Heat and Temperature

We often refer to infrared radiation as being primarily heat (or thermal) radiation. But what exactly is heat, and how does it differ from temperature?

Heat is the energy that an object has because of the motion of its molecules - which are continuously jiggling and moving around. When energy is added to an object, its molecules move faster, creating more heat. Compared to a warm object, the molecules in a cold object have less molecular motion. Heat is the total energy of molecular motion in a substance.

Heat can be transferred from one place to another by three methods: conduction in solids, convection of fluids (liquids or gases), and radiation through anything that will allow radiation to pass. The method used to transfer heat is usually the one that is the most efficient.

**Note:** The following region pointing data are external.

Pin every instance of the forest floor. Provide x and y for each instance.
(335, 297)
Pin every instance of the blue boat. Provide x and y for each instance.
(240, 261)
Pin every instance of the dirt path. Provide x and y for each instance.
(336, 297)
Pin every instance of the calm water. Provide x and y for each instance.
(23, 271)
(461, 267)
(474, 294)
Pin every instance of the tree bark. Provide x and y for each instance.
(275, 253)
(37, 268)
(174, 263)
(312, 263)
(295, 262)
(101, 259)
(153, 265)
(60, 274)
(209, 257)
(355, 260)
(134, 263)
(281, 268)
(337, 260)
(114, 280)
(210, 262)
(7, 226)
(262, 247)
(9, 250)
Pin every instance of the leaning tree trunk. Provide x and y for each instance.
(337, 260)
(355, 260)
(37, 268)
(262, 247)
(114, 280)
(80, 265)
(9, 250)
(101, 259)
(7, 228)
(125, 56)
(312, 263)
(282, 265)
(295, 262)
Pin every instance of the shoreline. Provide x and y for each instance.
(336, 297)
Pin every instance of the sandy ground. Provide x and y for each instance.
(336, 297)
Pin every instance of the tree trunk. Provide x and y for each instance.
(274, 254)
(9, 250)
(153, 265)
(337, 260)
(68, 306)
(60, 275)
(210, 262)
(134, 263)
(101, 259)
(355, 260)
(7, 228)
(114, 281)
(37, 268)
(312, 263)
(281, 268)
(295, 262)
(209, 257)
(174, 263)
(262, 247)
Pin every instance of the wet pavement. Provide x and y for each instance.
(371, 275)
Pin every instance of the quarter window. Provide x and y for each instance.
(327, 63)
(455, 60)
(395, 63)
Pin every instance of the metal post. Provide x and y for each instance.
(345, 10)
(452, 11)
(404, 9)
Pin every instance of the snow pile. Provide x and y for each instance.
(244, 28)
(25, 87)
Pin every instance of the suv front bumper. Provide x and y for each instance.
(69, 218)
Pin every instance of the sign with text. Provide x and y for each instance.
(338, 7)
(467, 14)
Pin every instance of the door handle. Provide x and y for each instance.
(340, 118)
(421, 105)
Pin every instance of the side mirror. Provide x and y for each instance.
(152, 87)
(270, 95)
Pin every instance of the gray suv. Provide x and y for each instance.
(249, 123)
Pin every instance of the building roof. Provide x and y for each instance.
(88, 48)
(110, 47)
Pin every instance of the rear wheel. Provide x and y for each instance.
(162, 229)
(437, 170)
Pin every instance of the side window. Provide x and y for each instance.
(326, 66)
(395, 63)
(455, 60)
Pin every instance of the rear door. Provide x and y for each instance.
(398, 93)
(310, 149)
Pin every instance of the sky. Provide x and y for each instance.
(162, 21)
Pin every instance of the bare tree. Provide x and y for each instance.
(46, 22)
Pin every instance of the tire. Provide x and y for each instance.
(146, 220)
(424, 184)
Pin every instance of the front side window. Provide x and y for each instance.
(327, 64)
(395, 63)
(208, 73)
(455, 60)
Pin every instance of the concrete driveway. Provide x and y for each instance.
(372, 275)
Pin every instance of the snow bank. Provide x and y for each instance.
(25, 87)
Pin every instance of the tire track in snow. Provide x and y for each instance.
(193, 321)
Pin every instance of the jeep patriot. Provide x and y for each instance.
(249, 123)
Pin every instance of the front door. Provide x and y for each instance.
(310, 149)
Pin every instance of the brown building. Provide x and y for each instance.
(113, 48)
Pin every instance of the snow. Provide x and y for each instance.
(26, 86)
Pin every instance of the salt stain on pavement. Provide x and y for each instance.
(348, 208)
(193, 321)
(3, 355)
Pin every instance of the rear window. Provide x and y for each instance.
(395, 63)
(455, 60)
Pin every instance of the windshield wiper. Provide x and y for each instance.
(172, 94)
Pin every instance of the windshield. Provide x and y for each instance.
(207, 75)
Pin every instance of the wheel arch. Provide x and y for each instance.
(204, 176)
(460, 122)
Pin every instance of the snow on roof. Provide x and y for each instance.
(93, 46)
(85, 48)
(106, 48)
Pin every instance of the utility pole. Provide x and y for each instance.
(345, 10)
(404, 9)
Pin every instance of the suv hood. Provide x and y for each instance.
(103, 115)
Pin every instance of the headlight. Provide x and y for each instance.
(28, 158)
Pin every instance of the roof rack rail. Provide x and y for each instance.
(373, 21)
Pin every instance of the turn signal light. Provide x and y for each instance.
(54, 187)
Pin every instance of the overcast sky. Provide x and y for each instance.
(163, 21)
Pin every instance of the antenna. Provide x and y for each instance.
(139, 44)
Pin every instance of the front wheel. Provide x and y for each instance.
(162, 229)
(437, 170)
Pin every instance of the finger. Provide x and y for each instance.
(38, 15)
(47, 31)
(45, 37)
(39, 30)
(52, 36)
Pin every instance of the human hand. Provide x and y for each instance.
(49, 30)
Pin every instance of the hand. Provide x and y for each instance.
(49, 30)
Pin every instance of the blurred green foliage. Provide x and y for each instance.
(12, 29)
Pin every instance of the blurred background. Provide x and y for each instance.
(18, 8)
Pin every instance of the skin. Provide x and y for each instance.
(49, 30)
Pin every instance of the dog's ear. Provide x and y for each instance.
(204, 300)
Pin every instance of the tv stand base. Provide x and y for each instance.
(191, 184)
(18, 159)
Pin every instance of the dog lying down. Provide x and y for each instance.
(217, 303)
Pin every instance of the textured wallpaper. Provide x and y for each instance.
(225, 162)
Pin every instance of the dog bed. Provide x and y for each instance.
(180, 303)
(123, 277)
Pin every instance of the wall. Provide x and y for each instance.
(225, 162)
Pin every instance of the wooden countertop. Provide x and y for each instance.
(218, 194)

In infrared astronomy, we measure heat which has travelled by radiation. Infrared radiation (also called heat or thermal radiation) is a type electromagnetic radiation (or light). Radiation is a form of energy transport consisting of electromagnetic waves traveling at the speed of light.

Temperature is a measure of the average heat or thermal energy of the molecules in a substance. The atoms and molecules in a substance do not always travel at the same speed. This means that there is a range of energy (the energy of motion) among the molecules. In a gas, for example, the molecules are traveling in random directions at a variety of speeds - some are fast and some are slow. Sometimes these molecules collide with each other. When this happens the higher speed molecule transfers some of its energy to the slower molecule causing the slower molecule to speed up and the faster molecule to slow down. If more energy is put into the system, the average speed of the molecules will increase and more thermal energy or heat will be produced. So, higher temperatures mean a substance has higher average molecular motion. We do not feel or detect a bunch of different temperatures for each molecule which has a different speed. What we measure as the temperature is always related to the average speed of the molecules in a system.

Since temperature is an average measurement, it does not depend on the number of particles in an object (or its size). Every object that has a temperature above absolute zero has some heat energy. Temperature is not energy, but a measure of it. Heat is energy.